Right on the heels of Prime Day last week came Amazon's second quarter earnings report, which the financial analyst types lauded as a blowout... even if it came up a bit light on expected revenues. And those numbers didn't even include the estimated $4 billion in Prime Day sales.
Speaking in terms of billions, the official earnings announcement included about a billion bullet-pointed highlights, with a number of them focused on Alexa, including:
- The Alexa Skills store now offers more than 45,000 skills created by third-party developers
- Alexa being available on even more products via the Alexa Voice Service, including Windows 10 PCs from Acer, HP, and Lenovo; and select vehicles from BMW, Ford, and Toyota.
- New ways to navigate and control video content with Alexa, including integrations with TiVo, Dish, Netflix, and DirecTV.
- The Alexa Fund invested in new companies, including Tact.ai, and kicked off the second round of the Alexa Accelerator powered by Techstars, a program empowering entrepreneurs focused on innovating voice technology.
- Amazon adding new Alexa capabilities, including calendaring features, such as the ability to move meetings via voice; new information on current events like the Royal Wedding, World Cup, and NBA Playoffs.
Believe me, these are just a few of the Alexa/Echo highlights mentioned in the release.
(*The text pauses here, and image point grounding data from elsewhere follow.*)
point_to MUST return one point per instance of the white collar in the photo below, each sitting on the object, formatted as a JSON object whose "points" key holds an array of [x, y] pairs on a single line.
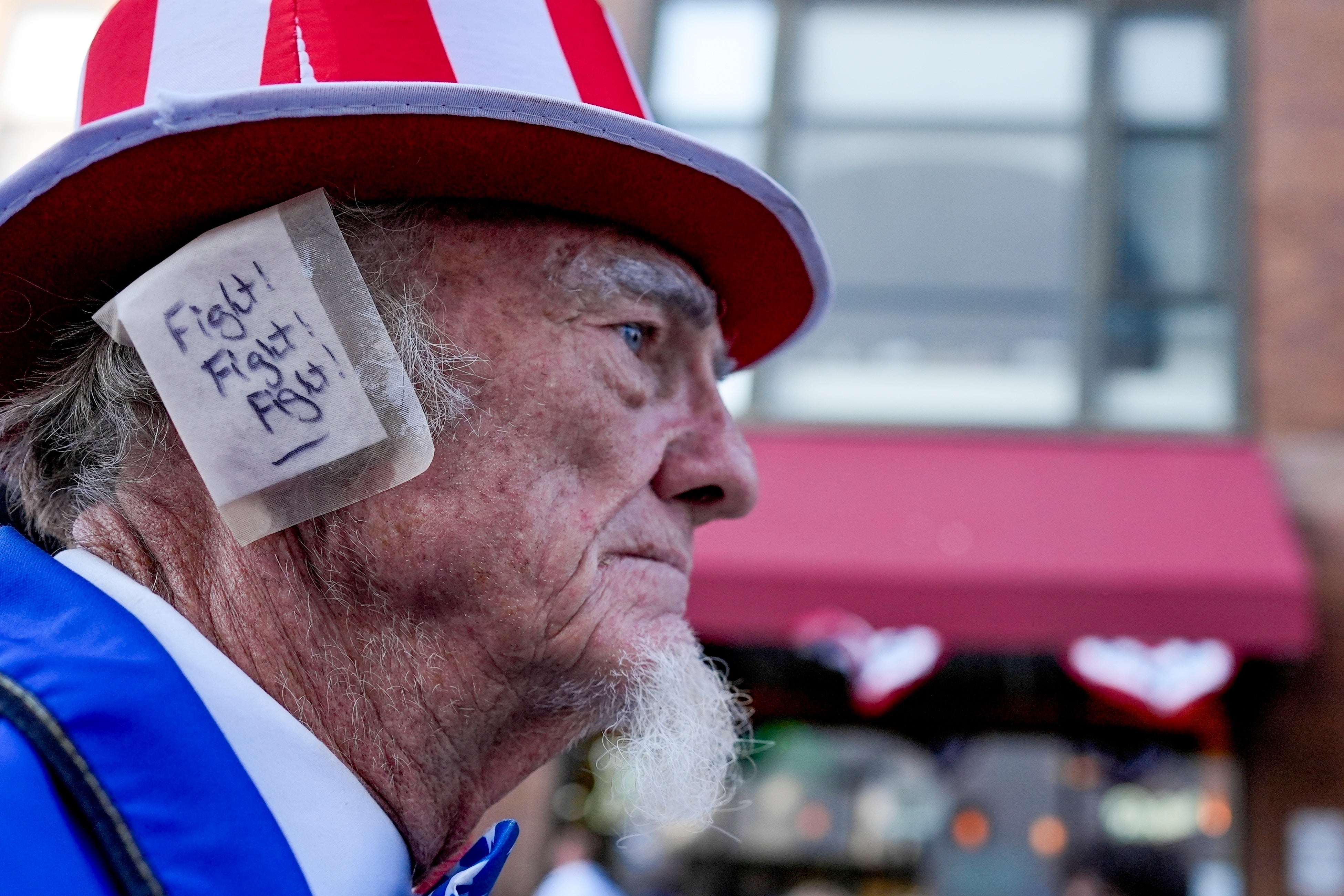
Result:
{"points": [[343, 840]]}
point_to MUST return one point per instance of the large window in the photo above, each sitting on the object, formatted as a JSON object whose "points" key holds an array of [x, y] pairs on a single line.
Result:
{"points": [[1027, 205]]}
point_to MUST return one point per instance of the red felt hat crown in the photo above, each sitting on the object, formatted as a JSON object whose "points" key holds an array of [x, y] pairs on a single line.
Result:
{"points": [[198, 112]]}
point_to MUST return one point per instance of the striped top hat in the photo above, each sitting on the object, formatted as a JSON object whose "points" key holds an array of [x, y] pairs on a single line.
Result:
{"points": [[198, 112]]}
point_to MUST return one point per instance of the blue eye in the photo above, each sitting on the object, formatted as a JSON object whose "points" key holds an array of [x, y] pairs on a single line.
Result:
{"points": [[633, 336]]}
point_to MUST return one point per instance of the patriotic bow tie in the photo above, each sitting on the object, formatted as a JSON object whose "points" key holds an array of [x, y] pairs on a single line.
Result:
{"points": [[476, 872]]}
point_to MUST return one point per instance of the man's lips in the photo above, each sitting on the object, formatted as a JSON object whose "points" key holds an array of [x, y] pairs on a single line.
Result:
{"points": [[676, 559]]}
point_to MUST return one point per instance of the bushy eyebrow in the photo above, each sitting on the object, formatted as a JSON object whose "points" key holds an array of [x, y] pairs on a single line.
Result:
{"points": [[607, 272], [666, 284]]}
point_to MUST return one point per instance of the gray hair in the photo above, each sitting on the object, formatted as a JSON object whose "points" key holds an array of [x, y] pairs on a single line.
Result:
{"points": [[66, 441]]}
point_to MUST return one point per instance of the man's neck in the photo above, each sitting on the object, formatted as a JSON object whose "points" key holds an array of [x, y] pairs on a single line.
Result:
{"points": [[306, 618]]}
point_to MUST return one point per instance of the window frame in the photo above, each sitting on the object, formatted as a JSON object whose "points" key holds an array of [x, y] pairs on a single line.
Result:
{"points": [[1104, 139]]}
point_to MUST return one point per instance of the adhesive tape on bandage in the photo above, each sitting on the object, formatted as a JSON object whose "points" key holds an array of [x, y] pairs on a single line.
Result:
{"points": [[275, 366]]}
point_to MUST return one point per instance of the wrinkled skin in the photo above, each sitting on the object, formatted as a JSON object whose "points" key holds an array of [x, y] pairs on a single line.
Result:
{"points": [[440, 636]]}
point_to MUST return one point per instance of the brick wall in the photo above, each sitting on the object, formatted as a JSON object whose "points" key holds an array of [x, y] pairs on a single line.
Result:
{"points": [[1295, 57]]}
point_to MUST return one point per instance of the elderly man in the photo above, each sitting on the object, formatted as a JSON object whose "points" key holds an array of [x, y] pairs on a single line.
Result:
{"points": [[312, 669]]}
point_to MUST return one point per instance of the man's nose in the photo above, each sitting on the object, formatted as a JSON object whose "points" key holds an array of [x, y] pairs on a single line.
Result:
{"points": [[709, 465]]}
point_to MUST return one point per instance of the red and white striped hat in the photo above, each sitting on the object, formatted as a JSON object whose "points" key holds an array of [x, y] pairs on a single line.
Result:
{"points": [[198, 112]]}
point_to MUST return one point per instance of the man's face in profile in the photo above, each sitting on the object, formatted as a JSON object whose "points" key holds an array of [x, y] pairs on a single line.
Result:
{"points": [[557, 520]]}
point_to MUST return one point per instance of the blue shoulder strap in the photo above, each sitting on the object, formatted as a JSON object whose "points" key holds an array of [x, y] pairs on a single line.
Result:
{"points": [[476, 872], [124, 731]]}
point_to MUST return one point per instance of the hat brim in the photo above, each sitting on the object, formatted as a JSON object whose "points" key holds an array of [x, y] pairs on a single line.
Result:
{"points": [[81, 222]]}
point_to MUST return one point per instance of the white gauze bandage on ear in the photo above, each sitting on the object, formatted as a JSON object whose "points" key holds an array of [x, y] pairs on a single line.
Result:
{"points": [[276, 368]]}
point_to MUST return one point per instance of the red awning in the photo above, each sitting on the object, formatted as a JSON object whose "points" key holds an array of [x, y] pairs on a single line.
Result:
{"points": [[1007, 544]]}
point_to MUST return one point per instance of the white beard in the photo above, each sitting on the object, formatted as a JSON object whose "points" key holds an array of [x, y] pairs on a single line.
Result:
{"points": [[679, 734]]}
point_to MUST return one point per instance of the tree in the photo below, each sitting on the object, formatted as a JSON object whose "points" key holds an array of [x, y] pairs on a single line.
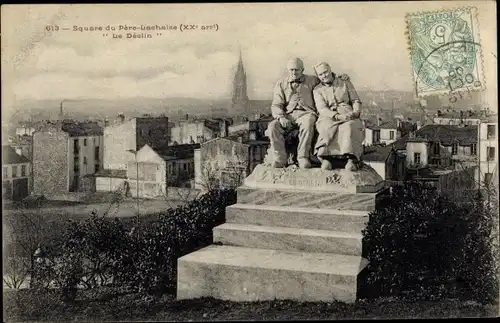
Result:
{"points": [[28, 231]]}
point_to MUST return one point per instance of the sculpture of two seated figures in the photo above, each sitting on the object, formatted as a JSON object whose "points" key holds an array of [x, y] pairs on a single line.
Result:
{"points": [[316, 119]]}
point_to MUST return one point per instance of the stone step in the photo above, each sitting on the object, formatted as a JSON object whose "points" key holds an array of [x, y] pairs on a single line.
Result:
{"points": [[293, 239], [295, 217], [307, 199], [249, 274]]}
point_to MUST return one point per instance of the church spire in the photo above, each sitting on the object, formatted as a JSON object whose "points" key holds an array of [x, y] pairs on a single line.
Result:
{"points": [[240, 98]]}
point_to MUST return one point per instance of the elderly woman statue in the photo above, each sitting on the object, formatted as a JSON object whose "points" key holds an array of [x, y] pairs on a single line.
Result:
{"points": [[340, 131]]}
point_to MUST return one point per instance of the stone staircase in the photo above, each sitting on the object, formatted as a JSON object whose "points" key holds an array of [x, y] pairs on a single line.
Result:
{"points": [[282, 243]]}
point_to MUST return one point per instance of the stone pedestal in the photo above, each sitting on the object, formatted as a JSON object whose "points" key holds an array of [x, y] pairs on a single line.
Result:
{"points": [[294, 234]]}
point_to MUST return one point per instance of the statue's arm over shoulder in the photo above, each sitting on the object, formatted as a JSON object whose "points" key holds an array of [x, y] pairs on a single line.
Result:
{"points": [[322, 105], [279, 101], [353, 98]]}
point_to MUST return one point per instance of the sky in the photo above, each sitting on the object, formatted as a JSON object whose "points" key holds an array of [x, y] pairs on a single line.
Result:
{"points": [[365, 40]]}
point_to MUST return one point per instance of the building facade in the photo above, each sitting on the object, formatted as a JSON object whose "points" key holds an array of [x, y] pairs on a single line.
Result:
{"points": [[443, 145], [487, 150], [380, 132], [16, 174], [386, 161], [198, 131], [156, 169], [227, 161], [64, 153], [124, 137]]}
And maybe these points were there to back up the quote from CEO Jeff Bezos included in the release:
"We want customers to be able to use Alexa wherever they are."
In fact, the only quotes in the release attributed to Bezos focus solely on Alexa. And the Alexa "wherever they are" message resonated with many people and led to speculation that maybe Amazon is going back to the drawing board to take another stab at selling its own smartphones. Then, that speculation was heightened after Jen Salke, head of Amazon Studios, recently told a reporter she was given a prototype phone that had an improved user interface for viewing Prime Video.
Later, an Amazon spokesperson walked back that statement from Salke, saying she misspoke and meant to say it was a prototype user interface on an existing cell phone model. But the phone speculation has already left the barn, and it leads to an interesting question: Even though Amazon is still the pacesetter in the voice-first device space, does it need to have its own smartphones to keep its lofty position and hold off the likes of Google, Apple, and others?
It's been pretty amazing to see the smart speaker market go from "what is it" to "how many should I get" in just over three years. And Alexa has become the poster child (or, better yet, poster voice) for the early days of the voice-first movement. But it has done so without having a smartphone that is sold with the Alexa app natively included on it. And while it's selling more Echo devices than ever before, with plenty of green pasture ahead, as just a fraction of the addressable market already owns at least one smart speaker, there are literally billions of smartphone owners out there -- with Google and Apple having already planted their assistants on them. This poses a more competitive next phase in the road to sustained dominance as voice-first maturity and "Alexa wherever they are" being realized (especially, with Google combining its established position on mobile phones with its growing competitiveness in the smart speaker race).
So, getting back to the question at hand, given the goal Bezos has for Alexa, does Amazon need to have its own smartphone to keep Alexa ahead of the competition? My guess, and that's all it is, is that it doesn't. Now, that's not to say that it wouldn't help Amazon tremendously on its way to having "an Alexa in every pot." If it could pull it off, it would be game-changing... or would that be more of a game-keeper in the current context? But I think it would be extremely difficult at this juncture to pull that one off. Smartphones are a saturated market, and I think it would take more than Alexa to get people to move away from the phones they already own and use. And it may be just as hard to get people to download the Alexa app onto phones it doesn't come natively with, but it would be a less expensive pathway to "wherever."
Maybe Amazon continuing to look to other kinds of devices that aren't in saturated categories is the way to go. I still think a device that turns your car into an Alexa device maybe worth exploring or acquiring. I'm digging my new Roav Viva device that Alexa-enables my car and forces you to put the Alexa app on your iPhone if it wasn't already there. And most other devices that are Alexa-enabled do the same.
I don't think there has to be one answer of either an "Alexa phone" directly coming from Amazon or more devices that need you to install the Alexa app on your current phone. Either could work, depending on the circumstances and expectations. But I do think that, in order for Alexa to be where Bezos wants her to be, it will become harder to achieve the dominance Amazon had in the early days, as the voice-first market moves into a different phase of the maturity cycle. But, with all that said, would anybody be that surprised if it were able to pull it off?